Possible Last Chance Seen To Exit Kiev

A Russian missile reportedly struck the Kiev TV tower, leaving five dead and disrupting broadcasts throughout Ukraine. 

A roadblock on the approach to central Kiev February 28, 2022. AP/Emilio Morenatti

Day six of the war in Ukraine began with fire and ended with fire, with lots of fighting and fleeing in between. The Guardian reported late Tuesday evening that “it might be the last chance” for citizens to get out of Kiev as the Russian assault on the capital intensifies. 

Earlier Russian forces fired rockets at the heart of Ukraine’s second-largest city, Kharkiv, killing at least 10 people and injuring dozens more. In the capital, Russian rockets bombarded the Holocaust memorial site Babi Yar, which includes a Jewish cemetery. Another Russian missile struck the 1,263-foot-tall Kiev TV tower, leaving five dead, according to the Deutsche Welle website, and disrupting broadcasts throughout Ukraine. 

The assault on Babi Yar drew swift condemnation from almost all quarters, including President Zelensky and the chairman of the Babyn Yar Holocaust Memorial Advisory Board, Natan Sharansky, who said President Putin is “seeking to distort and manipulate the Holocaust to justify an illegal invasion of a sovereign democratic country is utterly abhorrent,” the Jerusalem Post reported. “It is symbolic that he starts attacking Kiev by bombing the site of the Babyn Yar, the biggest of Nazi massacres.” 

According to Israel’s Ynet News, the Israeli foreign minister, Yair Lapid, condemned the attack on a major Holocaust memorial site carried out by Russian forces, “but neglected to blame Russia directly.”

Indication are that the rockets struck Babi Yar shortly before sunset Tuesday.

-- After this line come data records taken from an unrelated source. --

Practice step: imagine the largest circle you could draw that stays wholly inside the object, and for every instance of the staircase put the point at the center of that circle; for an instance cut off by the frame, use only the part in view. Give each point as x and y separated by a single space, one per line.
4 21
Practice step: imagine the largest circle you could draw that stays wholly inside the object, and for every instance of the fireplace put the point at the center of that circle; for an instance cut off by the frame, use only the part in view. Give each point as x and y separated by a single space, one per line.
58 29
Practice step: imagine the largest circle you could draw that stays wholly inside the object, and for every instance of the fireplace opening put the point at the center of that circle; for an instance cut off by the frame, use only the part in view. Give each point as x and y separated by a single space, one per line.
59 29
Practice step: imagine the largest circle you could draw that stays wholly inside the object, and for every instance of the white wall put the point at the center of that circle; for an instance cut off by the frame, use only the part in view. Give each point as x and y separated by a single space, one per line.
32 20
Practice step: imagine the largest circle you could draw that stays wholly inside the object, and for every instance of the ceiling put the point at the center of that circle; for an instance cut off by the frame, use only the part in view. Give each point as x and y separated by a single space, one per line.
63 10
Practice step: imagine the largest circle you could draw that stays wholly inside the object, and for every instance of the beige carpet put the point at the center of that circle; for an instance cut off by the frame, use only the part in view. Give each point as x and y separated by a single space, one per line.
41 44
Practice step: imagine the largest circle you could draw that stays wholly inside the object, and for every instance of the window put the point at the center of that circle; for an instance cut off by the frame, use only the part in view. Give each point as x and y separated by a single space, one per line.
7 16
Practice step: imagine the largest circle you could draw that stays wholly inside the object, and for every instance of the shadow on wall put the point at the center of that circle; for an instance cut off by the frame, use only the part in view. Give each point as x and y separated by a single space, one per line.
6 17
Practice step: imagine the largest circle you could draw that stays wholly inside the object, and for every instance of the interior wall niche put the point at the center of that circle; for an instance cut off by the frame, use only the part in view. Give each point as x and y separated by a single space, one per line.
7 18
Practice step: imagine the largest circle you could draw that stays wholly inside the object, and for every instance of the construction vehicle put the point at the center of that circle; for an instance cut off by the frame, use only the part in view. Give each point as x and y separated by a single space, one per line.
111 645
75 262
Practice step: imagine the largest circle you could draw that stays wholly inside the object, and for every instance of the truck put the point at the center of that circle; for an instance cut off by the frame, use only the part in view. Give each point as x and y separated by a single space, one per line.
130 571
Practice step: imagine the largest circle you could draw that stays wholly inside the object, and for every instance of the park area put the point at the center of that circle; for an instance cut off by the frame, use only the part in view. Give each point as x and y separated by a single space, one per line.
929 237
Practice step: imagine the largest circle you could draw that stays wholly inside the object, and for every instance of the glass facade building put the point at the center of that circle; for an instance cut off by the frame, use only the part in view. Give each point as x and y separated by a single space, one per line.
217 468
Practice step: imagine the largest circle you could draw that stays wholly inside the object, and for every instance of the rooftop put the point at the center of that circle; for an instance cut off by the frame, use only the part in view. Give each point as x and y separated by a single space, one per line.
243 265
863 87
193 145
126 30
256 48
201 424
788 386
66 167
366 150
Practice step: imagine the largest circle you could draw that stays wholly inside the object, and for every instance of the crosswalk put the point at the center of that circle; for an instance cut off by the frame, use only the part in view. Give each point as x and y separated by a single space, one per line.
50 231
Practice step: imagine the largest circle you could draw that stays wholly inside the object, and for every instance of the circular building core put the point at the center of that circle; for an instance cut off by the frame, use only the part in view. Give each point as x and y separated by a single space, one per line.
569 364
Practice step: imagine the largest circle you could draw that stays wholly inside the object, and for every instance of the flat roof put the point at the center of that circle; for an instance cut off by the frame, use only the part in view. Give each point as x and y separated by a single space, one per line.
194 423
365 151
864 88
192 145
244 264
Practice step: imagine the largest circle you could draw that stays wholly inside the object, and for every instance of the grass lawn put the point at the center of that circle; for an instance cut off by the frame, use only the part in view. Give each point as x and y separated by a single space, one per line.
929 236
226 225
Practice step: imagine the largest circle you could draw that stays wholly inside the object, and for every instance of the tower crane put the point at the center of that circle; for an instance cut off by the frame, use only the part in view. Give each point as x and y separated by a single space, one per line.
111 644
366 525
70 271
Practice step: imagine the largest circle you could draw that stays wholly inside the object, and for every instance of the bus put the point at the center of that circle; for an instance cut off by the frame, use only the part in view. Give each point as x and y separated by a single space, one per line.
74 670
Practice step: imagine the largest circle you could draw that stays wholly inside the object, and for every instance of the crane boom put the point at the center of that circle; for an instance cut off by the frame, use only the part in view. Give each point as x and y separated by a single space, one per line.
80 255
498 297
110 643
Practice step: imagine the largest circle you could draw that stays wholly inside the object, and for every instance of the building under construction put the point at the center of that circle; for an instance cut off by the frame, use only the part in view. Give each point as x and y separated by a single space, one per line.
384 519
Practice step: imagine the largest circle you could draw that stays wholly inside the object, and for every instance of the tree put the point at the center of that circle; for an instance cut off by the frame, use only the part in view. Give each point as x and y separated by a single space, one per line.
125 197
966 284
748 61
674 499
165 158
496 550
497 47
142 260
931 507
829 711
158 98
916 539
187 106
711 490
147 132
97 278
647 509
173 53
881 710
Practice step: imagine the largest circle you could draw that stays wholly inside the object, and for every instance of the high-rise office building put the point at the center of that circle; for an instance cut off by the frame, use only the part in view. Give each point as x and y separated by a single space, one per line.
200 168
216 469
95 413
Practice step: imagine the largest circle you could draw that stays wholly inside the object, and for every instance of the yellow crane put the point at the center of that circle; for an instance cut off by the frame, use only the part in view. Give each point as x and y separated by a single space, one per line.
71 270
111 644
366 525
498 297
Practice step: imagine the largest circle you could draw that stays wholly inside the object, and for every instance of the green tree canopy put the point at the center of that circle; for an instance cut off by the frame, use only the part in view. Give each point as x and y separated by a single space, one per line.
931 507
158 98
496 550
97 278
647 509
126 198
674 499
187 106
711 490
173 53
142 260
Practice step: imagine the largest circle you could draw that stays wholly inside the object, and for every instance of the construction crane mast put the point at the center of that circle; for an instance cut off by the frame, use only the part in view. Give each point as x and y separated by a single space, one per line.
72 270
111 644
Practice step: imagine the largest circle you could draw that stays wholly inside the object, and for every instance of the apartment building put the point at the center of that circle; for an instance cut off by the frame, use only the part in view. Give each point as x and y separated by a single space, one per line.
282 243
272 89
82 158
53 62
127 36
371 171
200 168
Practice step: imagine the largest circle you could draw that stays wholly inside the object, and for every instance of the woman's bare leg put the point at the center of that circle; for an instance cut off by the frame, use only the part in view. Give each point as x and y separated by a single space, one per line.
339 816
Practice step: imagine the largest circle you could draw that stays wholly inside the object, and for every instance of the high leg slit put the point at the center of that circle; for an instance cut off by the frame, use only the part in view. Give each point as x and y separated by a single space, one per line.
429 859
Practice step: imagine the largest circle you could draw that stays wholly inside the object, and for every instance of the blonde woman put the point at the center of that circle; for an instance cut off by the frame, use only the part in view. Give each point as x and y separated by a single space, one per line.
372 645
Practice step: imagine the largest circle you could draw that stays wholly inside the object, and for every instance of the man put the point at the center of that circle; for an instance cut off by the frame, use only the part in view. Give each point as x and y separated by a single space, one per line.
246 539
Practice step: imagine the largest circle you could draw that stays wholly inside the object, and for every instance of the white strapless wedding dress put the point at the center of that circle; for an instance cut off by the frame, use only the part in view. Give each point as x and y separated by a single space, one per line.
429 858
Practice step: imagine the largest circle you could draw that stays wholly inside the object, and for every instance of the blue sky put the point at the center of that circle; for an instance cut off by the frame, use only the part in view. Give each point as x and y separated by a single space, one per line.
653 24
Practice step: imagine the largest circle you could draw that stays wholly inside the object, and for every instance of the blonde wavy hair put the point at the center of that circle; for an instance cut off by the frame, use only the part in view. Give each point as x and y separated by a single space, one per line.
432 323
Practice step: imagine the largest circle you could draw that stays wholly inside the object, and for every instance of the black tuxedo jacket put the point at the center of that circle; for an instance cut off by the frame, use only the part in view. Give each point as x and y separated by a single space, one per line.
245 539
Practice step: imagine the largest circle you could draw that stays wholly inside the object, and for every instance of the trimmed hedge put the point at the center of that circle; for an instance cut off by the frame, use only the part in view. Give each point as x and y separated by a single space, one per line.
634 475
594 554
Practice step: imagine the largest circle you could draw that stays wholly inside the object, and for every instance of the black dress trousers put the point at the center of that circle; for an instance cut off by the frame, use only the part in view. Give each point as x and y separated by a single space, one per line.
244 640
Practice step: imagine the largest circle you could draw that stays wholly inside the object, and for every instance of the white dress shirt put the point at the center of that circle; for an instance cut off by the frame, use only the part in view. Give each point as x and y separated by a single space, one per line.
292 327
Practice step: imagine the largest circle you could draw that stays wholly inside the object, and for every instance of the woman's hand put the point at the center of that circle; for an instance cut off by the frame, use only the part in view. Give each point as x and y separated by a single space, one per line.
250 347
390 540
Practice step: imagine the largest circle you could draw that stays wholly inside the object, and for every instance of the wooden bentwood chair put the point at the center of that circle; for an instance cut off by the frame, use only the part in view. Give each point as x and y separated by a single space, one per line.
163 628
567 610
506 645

The attack on Kharkiv’s Freedom Square occurred earlier in the day, with the fireball engulfing an elegant government building in Freedom Square flashing across television screens as nightly news broadcasts across Europe gave blanket coverage to the hellfire Russia seems intent on unleashing across all parts of embattled Ukraine. 

As if in cinematic counterpoint, there was an impassioned plea for action — yes, you could call it a speech — that Mr. Zelensky delivered via video link to the European Parliament on the same day that his country was taking fire and licking wounds that may be only a foretaste of what may yet come.

“Do prove that you are with us. Do prove that you will not let us go. Do prove that you indeed are Europeans, and then life will win over death and light will win over darkness. Glory be to Ukraine,” he said. Before the standing ovation that followed, the tireless Mr. Zelensky also said, “Nobody is going to break us. We’re strong. We’re Ukrainians.”

As nightfall obscures smoke from the day’s fires, what Russia’s “tactical shift to targeting civilian areas,” as the Wall Street Journal neatly put it, will mean for the besieged citizens of Kiev and what they may yet have to endure remains to be seen. 

The international ostracism of the Russian regime continued apace — starting in high places. Euronews and other European channels showed hundreds of diplomats walking out of a speech given (via video link) by Russia’s foreign minister, Sergey Lavrov  at the U.N.’s Conference on Disarmament in Geneva on Tuesday. Euronews noted that Lavrov “was unable to attend the Human Rights Council due to what he called ‘outrageous measures by the European Union’” — a reference to the EU’s closure of its airspace to Russian aviation. 

Economic sanctions sanctions against Russia are beginning to bite in ways big and small. The Daily Beast reported that a sanctioned Russian state TV host, Vladimir Soloviev, cried on the air about losing a villa he owns (or owned) in Italy. There have been calls to confiscate the New York properties of some Russian oligarchs, as reported by New York’s Daily News. 

On a cultural note, the renowned Musée Grévin wax museum in Paris is pulling a wax figure statue of Vladimir Putin from its display space. Le Parisien reports that the move is unprecedented: “For the first time in the museum’s history,” its director, Yves Delhommeau, said, “we’re taking someone down because of historic elements they’re causing at this very moment.” The Putin statue had become the target of attacks by visitors, and in its place a statue of Mr. Zelensky may, Mr. Delhommeau added, be put in.